11.1.08

Samba de Inverno

Entreolharam-se. Era o último dia. O último dia em que se chamavam marido e mulher. Dali em diante. Um futuro diferente. Começado muito antes do último dia. Os dois encostados, num corredor. Tristes. Sem saberem chorar.

Lá dentro

os adultos falaram e pareciam decidir e orquestrar e
e as palavras
"adaptação"
"aprendizagem"
"reajustamentos"
"despesas"

e ela

deve ter parecido




tão

mas tão antipática por não ter dito uma palavra ou quase
("eu não saio do Porto")

porque por dentro umas asas e aquela janela partida,

ela riscou o céu estupidamente azul


mas as palavras complicadas continuaram

e ele,
braços cruzados (como se toda uma vida contrariada por incapacidades)




a perna dele tremeu

como naquele dia.



ela

Voltou de metro mas não foi para casa, não foi trabalhar.
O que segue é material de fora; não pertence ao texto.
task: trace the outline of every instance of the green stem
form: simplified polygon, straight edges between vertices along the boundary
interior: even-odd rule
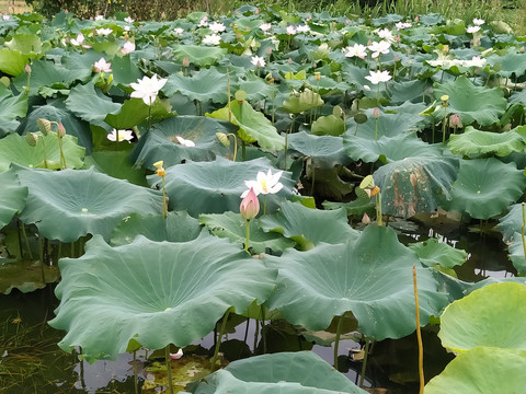
[[[216,350],[214,350],[214,357],[211,358],[211,372],[216,370],[216,361],[217,361],[217,355],[219,355],[219,347],[221,346],[221,337],[222,334],[225,334],[225,331],[227,328],[227,321],[228,321],[228,315],[230,314],[230,309],[227,310],[225,313],[225,316],[222,316],[222,322],[221,322],[221,327],[219,328],[219,338],[217,338],[217,344],[216,344]]]
[[[167,373],[168,373],[168,387],[170,389],[170,394],[173,394],[173,382],[172,382],[172,362],[170,359],[170,344],[164,348],[164,358],[167,360]]]
[[[250,237],[250,219],[247,219],[247,240],[244,242],[244,252],[250,255],[249,252],[249,237]]]
[[[334,340],[334,369],[338,370],[338,348],[340,347],[340,336],[342,335],[343,315],[340,316],[336,327],[336,339]]]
Tinha coisas para fazer, tinha coisas



responsabilidades

mas só pôde andar andar andar andar


entrou na casa-de-banho do shopping e saiu do corpo de mulher

viu-se a chorar pela parede abaixo durante uns minutos, sem um som

saiu depois

com um ar impecável porque ninguém repito ninguém te vê chorar



antes, nesse dia

ele disse "já cá estou"

como naquele dia

ela atrasou-se

mas naquele outro dia

não


FIM

2 comentários:

fina estampa disse...

"hoje é o primeiro dia do resto da tua vida"

Joana Amoêdo disse...

:-)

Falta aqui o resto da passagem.